A10165: Edit recommendations:

    • The legislation should define what constitutes “public official.” Also, if there is a decision-making hierarchy whereby the final determination ends at the program staff level, this should be clarified in the legislation.
    • The due date for response to the re-engagement correspondence be changed from 10 days to a response time between 20-30 days. The 10-day limit does not consider the rapidity of mail be placed in a recipient’s mailbox, placed in the wrong mailbox, nor such factors as the mailbox may be destroyed and/or tampered with resulting in the recipient not receiving the correspondence in a timely manner. Also forwarding only one correspondence is insufficient in such a situation whereby a person could lose the articulated benefits. We recommend at least two mailings occur prior to the cut-off of appeal date.
    • In the re-engagement correspondence, the exemptions need to be clearly delineated starting with the meaning of an exemption followed by a listing of all exemption categories. This offsets the potentiality of variance amongst different localities having authority to be flexible in their decision-making.
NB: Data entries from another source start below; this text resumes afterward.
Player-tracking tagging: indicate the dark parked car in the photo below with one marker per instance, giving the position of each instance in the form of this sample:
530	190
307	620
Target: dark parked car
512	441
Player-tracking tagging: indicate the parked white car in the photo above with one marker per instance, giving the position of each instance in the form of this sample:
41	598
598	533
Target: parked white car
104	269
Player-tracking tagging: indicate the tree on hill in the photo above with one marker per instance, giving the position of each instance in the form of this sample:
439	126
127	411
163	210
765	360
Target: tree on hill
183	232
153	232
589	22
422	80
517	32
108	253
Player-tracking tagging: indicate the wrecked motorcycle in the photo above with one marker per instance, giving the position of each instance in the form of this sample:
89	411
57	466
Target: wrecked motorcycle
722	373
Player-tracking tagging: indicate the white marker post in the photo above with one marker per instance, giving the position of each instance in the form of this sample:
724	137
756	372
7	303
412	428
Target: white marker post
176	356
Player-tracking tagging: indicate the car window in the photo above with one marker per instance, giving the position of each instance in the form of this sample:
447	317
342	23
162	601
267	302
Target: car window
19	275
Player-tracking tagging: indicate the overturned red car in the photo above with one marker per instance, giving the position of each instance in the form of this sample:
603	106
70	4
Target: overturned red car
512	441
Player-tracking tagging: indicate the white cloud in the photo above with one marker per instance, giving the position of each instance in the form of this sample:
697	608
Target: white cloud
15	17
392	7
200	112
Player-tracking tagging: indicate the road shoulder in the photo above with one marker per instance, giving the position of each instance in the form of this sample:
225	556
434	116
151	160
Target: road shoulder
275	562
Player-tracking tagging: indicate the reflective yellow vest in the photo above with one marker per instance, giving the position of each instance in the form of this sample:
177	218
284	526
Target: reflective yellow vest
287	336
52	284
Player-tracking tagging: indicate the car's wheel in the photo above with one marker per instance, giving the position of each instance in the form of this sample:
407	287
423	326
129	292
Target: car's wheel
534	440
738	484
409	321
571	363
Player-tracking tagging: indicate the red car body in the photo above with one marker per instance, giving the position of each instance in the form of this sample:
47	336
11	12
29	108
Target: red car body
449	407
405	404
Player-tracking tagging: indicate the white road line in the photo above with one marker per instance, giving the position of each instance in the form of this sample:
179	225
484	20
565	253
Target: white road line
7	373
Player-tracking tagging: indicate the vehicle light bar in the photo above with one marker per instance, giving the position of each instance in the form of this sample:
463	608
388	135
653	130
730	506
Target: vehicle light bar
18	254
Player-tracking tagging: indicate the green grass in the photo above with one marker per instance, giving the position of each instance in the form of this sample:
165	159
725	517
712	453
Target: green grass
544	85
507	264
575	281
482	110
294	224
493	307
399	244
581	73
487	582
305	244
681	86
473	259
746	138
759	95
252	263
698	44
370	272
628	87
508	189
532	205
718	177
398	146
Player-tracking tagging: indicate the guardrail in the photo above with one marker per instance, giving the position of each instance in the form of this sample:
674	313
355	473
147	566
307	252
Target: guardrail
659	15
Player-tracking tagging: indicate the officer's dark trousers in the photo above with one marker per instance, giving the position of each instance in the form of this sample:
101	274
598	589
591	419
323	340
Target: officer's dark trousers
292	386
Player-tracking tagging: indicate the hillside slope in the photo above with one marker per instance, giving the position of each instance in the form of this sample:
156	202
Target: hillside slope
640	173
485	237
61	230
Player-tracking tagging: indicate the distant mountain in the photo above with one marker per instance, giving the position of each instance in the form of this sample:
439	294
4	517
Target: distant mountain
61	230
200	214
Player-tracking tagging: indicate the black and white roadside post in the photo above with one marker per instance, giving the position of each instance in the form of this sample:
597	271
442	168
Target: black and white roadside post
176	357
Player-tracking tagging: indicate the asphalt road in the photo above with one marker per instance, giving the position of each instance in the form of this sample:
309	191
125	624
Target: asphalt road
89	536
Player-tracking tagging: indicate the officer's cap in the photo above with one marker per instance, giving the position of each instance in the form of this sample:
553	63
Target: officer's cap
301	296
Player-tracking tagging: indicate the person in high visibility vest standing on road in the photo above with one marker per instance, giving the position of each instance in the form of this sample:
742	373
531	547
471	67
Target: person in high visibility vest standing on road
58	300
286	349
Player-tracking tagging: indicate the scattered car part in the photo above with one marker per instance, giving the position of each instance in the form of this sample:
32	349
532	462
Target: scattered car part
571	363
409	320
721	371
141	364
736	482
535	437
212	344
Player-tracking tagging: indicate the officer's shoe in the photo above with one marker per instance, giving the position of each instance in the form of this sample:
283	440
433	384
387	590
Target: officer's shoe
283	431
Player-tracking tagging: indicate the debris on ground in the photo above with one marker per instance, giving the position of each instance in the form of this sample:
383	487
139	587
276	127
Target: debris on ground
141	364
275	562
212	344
If a particular circumstance is requested to be an exemption, but that circumstance does not correspond to the listing in the legislation, a process is noted in the legislation on how such a circumstance is to be addressed for final determination. We also recommend that the re-engagement correspondence identifies a contact person and their contact information, who can explain the correspondence and the associated exemptions to assist the recipient in making an informed decision.
    • Change “plain language,” which is vague, to “fourth-six grade reading level.” For example: while it may be understood by those reading and administering the legislation the descriptor “conciliatory conference,” it will not be a term familiar to some persons who wish to activate the re-engagement process.

 

S6287C: To strengthen the legislative provisions, we propose adding that the provision of information is documented in the medical record or supporting file, which includes the signature of the patient indicating that they have received an explanation and relevant patient information.

S7107B: We believe this bill is very comprehensive and addresses all aspects of supportive agreements between the clients and human service agencies. We are pleased that this bill is designed to protect individuals with intellectual, developmental, cognitive, and psychosocial disabilities.

We supported the legislation listed below without additional comments:

A9749B; A2150A; A2263; A6266A; A7652; A9344A.